Policy gaps stifling profitability of digital revolution for clean transport
A new report from think tank The Green Alliance has warned that policy gaps and the uncertainty of Brexit is halting investment from manufacturers into the "new competitiveness frontier" of smart technology for electric vehicles (EVs), which risks pushing the UK's net-zero emissions goal out of reach.
The Green Alliance’s Tech Task Force has published the first in a series of industrial sector studies exploring how technology can create profitability as part of the low-carbon transition.
The first report, focusing on EVs, warns that gaps in transport policy have seen other European nations and China surge ahead in creating economic boons from the “new competitiveness frontier” of digital technologies.
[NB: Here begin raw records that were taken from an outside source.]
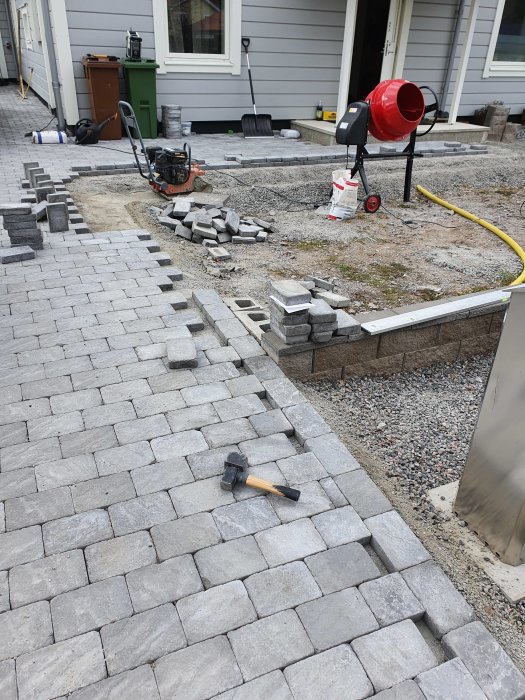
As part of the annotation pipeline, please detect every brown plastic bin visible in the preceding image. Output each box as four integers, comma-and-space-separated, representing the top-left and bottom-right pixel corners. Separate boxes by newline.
81, 55, 122, 140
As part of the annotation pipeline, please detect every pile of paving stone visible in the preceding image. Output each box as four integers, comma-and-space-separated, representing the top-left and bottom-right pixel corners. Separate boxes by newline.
270, 276, 361, 345
155, 196, 271, 248
0, 203, 43, 250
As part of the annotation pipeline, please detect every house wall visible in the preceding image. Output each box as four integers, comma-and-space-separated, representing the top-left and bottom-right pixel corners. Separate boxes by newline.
65, 0, 346, 124
11, 0, 50, 103
0, 0, 17, 78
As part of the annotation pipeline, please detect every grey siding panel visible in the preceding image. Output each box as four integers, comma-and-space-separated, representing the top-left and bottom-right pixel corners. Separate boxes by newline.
0, 1, 17, 79
13, 0, 50, 104
66, 0, 346, 123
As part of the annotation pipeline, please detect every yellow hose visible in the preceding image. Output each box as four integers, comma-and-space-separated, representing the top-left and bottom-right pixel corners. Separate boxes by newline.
416, 185, 525, 286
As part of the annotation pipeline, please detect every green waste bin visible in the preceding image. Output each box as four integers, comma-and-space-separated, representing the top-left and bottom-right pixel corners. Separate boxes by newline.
123, 59, 159, 138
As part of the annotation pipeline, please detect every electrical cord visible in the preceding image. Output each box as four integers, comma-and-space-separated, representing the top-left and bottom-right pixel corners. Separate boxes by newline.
24, 113, 57, 138
380, 200, 457, 228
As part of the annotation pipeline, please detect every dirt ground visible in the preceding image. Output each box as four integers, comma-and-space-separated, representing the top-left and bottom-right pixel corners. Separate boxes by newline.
70, 144, 525, 312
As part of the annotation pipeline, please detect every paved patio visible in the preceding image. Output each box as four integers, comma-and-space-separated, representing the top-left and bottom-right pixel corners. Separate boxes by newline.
0, 84, 524, 699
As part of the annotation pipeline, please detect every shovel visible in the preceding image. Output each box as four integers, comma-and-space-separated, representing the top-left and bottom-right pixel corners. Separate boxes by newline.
241, 37, 274, 138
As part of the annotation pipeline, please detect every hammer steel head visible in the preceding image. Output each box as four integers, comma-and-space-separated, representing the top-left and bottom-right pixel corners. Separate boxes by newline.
220, 452, 249, 491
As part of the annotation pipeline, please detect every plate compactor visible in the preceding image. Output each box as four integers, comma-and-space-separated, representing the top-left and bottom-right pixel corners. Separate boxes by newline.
118, 101, 211, 198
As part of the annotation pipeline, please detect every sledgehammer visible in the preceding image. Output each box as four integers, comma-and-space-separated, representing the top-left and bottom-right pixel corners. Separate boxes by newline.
220, 452, 300, 501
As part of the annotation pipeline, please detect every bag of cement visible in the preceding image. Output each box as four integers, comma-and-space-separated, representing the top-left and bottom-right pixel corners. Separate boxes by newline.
327, 170, 358, 220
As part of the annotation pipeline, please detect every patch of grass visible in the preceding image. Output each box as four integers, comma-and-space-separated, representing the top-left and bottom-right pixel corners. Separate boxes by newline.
495, 187, 518, 197
499, 270, 518, 286
291, 239, 330, 252
330, 261, 374, 284
379, 286, 408, 305
417, 289, 443, 301
371, 262, 410, 279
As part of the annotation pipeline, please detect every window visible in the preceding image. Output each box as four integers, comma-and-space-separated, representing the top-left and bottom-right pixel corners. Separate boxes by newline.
484, 0, 525, 77
153, 0, 241, 74
20, 5, 33, 50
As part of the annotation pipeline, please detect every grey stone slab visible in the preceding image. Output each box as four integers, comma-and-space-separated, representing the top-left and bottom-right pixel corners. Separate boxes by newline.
0, 246, 35, 263
239, 433, 296, 466
0, 571, 7, 613
373, 680, 425, 699
213, 394, 266, 421
167, 403, 221, 433
192, 361, 240, 385
215, 318, 249, 343
248, 408, 293, 438
101, 603, 186, 676
94, 440, 155, 476
101, 378, 152, 404
228, 609, 314, 682
401, 560, 475, 638
365, 511, 431, 572
213, 671, 293, 700
245, 561, 321, 617
82, 401, 136, 429
359, 572, 425, 627
311, 505, 370, 547
186, 444, 238, 479
178, 580, 257, 644
167, 338, 197, 369
195, 535, 267, 588
126, 555, 203, 613
43, 510, 113, 555
244, 355, 285, 381
0, 467, 36, 500
0, 420, 26, 448
60, 426, 118, 459
203, 303, 235, 324
335, 469, 393, 519
304, 433, 360, 476
270, 280, 311, 306
170, 476, 235, 517
71, 473, 136, 512
192, 288, 223, 309
225, 374, 265, 399
415, 658, 487, 700
154, 635, 242, 700
152, 511, 221, 560
213, 496, 280, 539
51, 575, 133, 641
305, 542, 380, 594
132, 390, 185, 417
283, 403, 331, 444
228, 335, 266, 359
351, 619, 438, 693
151, 430, 209, 460
5, 486, 74, 530
10, 549, 88, 608
269, 480, 333, 523
276, 452, 328, 484
85, 531, 156, 582
255, 518, 326, 567
205, 345, 240, 365
442, 621, 525, 700
0, 600, 53, 662
0, 660, 16, 699
35, 454, 97, 491
263, 377, 306, 409
131, 457, 193, 495
68, 665, 160, 700
26, 410, 83, 441
114, 414, 170, 445
0, 525, 43, 569
0, 397, 50, 425
109, 492, 176, 536
284, 644, 373, 700
202, 418, 258, 449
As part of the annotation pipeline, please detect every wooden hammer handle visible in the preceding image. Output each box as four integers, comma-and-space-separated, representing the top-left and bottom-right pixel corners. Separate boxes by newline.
245, 475, 300, 501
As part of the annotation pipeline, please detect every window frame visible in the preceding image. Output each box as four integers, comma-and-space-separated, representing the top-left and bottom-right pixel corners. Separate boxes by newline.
153, 0, 242, 74
483, 0, 525, 78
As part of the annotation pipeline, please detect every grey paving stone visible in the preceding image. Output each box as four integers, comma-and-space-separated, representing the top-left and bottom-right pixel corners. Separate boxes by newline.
248, 408, 293, 437
415, 658, 487, 700
283, 403, 331, 444
82, 401, 136, 429
254, 518, 326, 567
180, 381, 231, 406
245, 561, 321, 617
311, 505, 370, 547
305, 542, 380, 594
213, 496, 280, 539
27, 410, 83, 441
178, 580, 257, 644
51, 575, 133, 641
0, 660, 16, 699
351, 619, 438, 693
228, 335, 266, 359
0, 397, 50, 425
0, 600, 53, 662
359, 572, 425, 627
244, 354, 285, 380
151, 430, 209, 461
239, 433, 296, 466
304, 433, 360, 476
335, 469, 393, 519
373, 680, 425, 699
170, 476, 235, 517
270, 280, 311, 306
228, 609, 313, 682
0, 525, 43, 569
0, 435, 62, 471
213, 670, 293, 700
284, 644, 373, 700
192, 288, 223, 308
21, 375, 73, 400
109, 492, 176, 536
10, 549, 88, 608
213, 394, 266, 422
401, 560, 475, 638
215, 318, 249, 343
154, 635, 242, 700
5, 486, 74, 530
71, 473, 136, 512
167, 403, 221, 433
35, 454, 97, 491
270, 480, 333, 523
126, 555, 203, 613
68, 665, 160, 700
151, 512, 221, 560
114, 414, 170, 445
0, 571, 7, 613
72, 367, 121, 391
365, 511, 431, 572
202, 418, 258, 449
0, 420, 27, 448
131, 457, 193, 495
0, 467, 36, 500
16, 631, 106, 700
194, 535, 267, 588
95, 440, 155, 476
43, 510, 113, 555
101, 378, 152, 404
206, 345, 241, 366
101, 603, 186, 676
276, 452, 328, 484
263, 377, 306, 409
85, 531, 156, 582
148, 368, 197, 392
187, 444, 238, 479
442, 621, 525, 700
133, 390, 186, 418
225, 374, 265, 399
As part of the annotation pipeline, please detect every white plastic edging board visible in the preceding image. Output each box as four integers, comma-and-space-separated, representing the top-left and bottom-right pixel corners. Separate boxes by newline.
361, 289, 512, 335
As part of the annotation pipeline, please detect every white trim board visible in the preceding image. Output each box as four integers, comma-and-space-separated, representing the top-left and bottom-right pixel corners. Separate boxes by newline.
0, 31, 8, 80
483, 0, 525, 78
48, 0, 78, 125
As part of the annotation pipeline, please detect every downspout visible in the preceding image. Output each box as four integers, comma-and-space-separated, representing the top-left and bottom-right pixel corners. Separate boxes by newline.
6, 0, 20, 77
39, 0, 66, 131
438, 0, 466, 118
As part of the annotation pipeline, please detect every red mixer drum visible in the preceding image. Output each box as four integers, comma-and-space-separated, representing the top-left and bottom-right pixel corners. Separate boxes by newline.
365, 79, 425, 141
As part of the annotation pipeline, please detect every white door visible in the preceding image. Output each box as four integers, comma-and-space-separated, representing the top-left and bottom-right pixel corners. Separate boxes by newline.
380, 0, 403, 81
0, 31, 9, 80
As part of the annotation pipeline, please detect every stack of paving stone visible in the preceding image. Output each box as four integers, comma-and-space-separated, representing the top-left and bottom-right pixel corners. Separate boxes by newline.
162, 104, 182, 138
1, 204, 43, 250
156, 196, 271, 248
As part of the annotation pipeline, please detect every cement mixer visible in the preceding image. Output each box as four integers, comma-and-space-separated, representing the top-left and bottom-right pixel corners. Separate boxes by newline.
336, 79, 438, 212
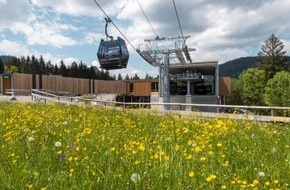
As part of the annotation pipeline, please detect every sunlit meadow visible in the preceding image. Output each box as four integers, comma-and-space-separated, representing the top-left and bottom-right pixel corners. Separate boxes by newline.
0, 102, 289, 189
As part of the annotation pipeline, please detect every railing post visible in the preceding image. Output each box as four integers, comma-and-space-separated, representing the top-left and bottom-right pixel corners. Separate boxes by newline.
271, 109, 274, 116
Coupled with Brexit uncertainty, this is pushing manufacturers to take their investment elsewhere.
The Green Alliance’s senior policy analyst Caterina Brandmayr said: “If the UK is to avoid losing the edge in the clean transport market, the government must act urgently to support the uptake of EVs and low carbon mobility.
“It has invested considerable resources in research and development in this area but this is only one side of the equation: there’s limited policy yet to help this innovation translate into greener, more efficient transport systems across the UK or global opportunities for UK businesses.”
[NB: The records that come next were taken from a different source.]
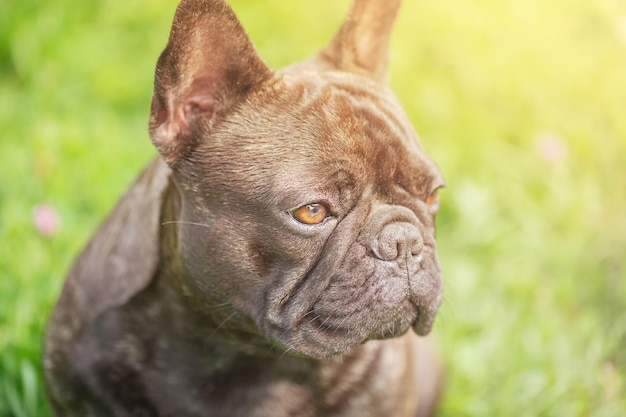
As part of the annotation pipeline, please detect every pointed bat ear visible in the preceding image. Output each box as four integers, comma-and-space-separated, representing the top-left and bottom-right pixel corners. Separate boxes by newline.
311, 0, 401, 83
149, 0, 273, 166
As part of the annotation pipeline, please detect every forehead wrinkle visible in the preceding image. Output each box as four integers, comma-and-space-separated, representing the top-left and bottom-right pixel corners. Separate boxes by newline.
188, 71, 440, 206
314, 87, 438, 199
278, 79, 441, 206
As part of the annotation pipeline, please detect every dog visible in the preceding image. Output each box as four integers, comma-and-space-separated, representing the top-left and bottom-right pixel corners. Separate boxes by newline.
44, 0, 445, 415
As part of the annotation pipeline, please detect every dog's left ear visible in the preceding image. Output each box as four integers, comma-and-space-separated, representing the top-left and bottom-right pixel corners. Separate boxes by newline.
149, 0, 272, 166
311, 0, 401, 83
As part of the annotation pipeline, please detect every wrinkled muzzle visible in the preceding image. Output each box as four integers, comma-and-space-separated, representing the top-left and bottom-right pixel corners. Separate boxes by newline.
263, 204, 442, 358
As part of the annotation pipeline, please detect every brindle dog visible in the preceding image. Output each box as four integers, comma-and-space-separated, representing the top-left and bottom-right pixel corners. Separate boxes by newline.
44, 0, 445, 415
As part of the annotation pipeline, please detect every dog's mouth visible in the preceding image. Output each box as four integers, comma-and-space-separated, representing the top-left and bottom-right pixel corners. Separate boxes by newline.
265, 294, 439, 358
315, 302, 415, 339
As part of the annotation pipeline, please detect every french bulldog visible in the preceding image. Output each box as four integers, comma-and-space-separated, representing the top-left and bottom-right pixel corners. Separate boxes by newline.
44, 0, 445, 416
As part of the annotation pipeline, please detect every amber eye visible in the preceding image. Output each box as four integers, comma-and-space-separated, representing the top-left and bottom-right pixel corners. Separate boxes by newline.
425, 190, 440, 209
291, 204, 329, 225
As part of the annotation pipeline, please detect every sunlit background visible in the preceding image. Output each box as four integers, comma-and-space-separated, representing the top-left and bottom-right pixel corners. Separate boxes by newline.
1, 0, 625, 415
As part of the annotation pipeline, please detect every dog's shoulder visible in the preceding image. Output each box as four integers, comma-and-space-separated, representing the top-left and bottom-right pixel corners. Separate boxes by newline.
45, 299, 162, 416
44, 157, 171, 414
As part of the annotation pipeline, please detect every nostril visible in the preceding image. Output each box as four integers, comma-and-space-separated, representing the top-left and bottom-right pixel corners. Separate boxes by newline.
411, 233, 424, 256
370, 223, 423, 261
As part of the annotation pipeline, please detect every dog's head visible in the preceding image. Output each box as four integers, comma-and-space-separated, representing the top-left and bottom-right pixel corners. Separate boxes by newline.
150, 0, 444, 358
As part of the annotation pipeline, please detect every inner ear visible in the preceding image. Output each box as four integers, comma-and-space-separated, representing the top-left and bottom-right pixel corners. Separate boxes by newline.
183, 79, 218, 124
184, 96, 216, 121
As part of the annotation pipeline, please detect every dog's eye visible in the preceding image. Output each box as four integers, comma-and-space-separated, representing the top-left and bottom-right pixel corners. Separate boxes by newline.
291, 204, 329, 225
425, 190, 441, 211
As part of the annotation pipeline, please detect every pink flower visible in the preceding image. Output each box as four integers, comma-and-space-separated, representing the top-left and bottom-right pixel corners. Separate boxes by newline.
33, 204, 60, 237
535, 133, 568, 163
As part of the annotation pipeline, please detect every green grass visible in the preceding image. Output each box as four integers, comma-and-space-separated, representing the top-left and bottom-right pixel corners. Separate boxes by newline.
1, 0, 625, 415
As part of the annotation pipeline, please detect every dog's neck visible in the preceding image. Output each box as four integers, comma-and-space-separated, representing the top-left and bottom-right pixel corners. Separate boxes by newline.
151, 177, 282, 359
146, 177, 408, 384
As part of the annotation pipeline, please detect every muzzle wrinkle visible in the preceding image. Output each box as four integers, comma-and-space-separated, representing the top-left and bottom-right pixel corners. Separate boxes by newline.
264, 207, 366, 334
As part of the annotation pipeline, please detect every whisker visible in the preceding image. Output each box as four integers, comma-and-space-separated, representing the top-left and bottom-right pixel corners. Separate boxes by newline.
320, 315, 333, 330
280, 347, 293, 358
306, 315, 321, 326
333, 314, 352, 337
161, 220, 212, 229
264, 343, 277, 357
300, 310, 317, 320
206, 302, 234, 310
209, 312, 238, 338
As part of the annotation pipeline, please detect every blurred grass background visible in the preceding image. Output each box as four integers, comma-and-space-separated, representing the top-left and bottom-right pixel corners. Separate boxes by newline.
1, 0, 625, 415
With global sales of EVs set to increase 14-fold by 2030, mobility services and tech solutions that streamline operations and manufacturing in the sector are a key area of development. In fact, profits from new mobility services are predicted to overtake those from car sales by 80% by 2030.
The report notes that technologies such as smart sensors and big data will enable EVs to integrate better with existing infrastructure and public transport, cutting traffic and improving air quality as a result. Predictive maintenance data and tests will also help to maximise vehicle use and extend their life, as well as optimising fleet management.
It also added that technology can help future-proof UK supply chains to EV manufacturing, noting that material input prices rose by 80% between 2004 and 2018. This would largely focus on digital EV battery reprocessing, which would create a second life for EV components. Up to half of UK cobalt demand, for example, could be met from used EV batteries.
However, the report calls for more ambitious policies to be introduced, both in the UK and across Europe, to act as market signals that boost uptake. An earlier ban across EU countries on petrol and diesel vehicles, for example, could spur demand for more than eight million EVs, according to the report.
“Funding for R&D alone is not enough,” the report states. “To make the UK a world leader in the future of mobility, the government needs to…accelerate uptake of EVs and realising their value to a smart energy system. This should include policy to actively support EV and battery manufacturing in the UK and a zero-emissions-vehicle mandate, with sales targets rising to all vehicle sales by 2030; policy to promote digitally enabled battery reprocessing; and new regulation so EVs can provide flexibility to the grid.”
The demand for EVs is seemingly strong, with almost nine in ten UK fleet managers planning to switch the majority of their diesel and petrol vehicles with fully electric or hybrid EVs before 2028.
However, the Department for Transport has identified a lack of charging infrastructure, distance travelled per charge and vehicle cost as the three biggest barriers to EV adoption in the UK.